Here is my explanation.

To calculate the impedance magnitude at 1,200 Hz below the resonance frequency (fr), we need to consider the components in the series circuit.

The impedance of a resistor (R) in an AC circuit is simply its resistance, which is 10 Ω in this case.

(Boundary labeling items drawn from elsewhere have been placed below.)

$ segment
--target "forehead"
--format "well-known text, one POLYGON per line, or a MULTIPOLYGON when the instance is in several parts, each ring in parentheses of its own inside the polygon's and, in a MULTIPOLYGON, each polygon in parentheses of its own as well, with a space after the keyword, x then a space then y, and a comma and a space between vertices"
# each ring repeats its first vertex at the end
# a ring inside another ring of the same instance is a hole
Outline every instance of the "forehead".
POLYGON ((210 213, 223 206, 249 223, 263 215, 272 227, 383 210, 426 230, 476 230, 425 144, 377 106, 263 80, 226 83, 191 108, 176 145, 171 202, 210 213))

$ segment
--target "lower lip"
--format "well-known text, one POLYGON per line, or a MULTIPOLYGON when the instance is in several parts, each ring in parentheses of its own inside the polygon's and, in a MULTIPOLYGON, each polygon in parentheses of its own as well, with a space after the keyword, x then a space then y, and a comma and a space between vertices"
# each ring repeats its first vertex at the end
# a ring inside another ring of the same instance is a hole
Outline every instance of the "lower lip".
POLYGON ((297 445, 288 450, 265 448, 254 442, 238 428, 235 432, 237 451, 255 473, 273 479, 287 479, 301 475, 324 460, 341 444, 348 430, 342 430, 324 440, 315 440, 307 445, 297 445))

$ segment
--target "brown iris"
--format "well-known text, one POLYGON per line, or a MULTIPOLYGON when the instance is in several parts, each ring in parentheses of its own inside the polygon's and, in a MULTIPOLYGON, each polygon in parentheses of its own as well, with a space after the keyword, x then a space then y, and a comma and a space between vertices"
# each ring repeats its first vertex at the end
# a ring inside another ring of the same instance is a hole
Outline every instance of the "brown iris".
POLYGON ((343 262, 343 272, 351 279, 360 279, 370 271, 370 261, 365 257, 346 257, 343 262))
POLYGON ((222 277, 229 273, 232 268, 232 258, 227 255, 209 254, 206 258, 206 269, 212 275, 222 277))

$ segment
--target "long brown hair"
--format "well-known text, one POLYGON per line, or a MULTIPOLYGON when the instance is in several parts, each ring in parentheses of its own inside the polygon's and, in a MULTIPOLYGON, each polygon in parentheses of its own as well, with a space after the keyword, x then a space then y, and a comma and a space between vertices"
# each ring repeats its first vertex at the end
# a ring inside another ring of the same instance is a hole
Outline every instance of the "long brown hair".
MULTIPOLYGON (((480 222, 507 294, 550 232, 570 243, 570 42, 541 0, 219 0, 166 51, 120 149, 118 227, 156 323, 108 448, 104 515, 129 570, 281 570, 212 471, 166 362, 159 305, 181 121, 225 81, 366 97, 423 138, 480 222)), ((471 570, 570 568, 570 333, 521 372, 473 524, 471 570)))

The impedance of an inductor (L) in an AC circuit is given by the formula ZL = jωL, where j is the imaginary unit (√(-1)), ω is the angular frequency, and L is the inductance. Since we are looking for the impedance magnitude, we need to calculate |ZL|.

Substituting the values into the formula, we have:
|ZL| = ωL = 2πfL,
= 2π(1,200 Hz)(90 mH).
≈ 678 Ω.

The impedance of a capacitor (C) in an AC circuit is given by the formula ZC = 1/(jωC). Again, we need to calculate |ZC|.

Substituting the values into the formula, we have:
|ZC| = 1/(ωC) = 1/(2πfC),
= 1/(2π(1,200 Hz)(0.015 F)),
≈ 1.11 Ω.

Now, to find the total impedance, we add the impedances of the three components since they are in series:
Z total = R + ZL + ZC.
= 10 Ω + 678 Ω + 1.11 Ω,
≈ 689.11 Ω.

Therefore, the impedance magnitude at 1,200 Hz below fr is approximately 689.11 Ω.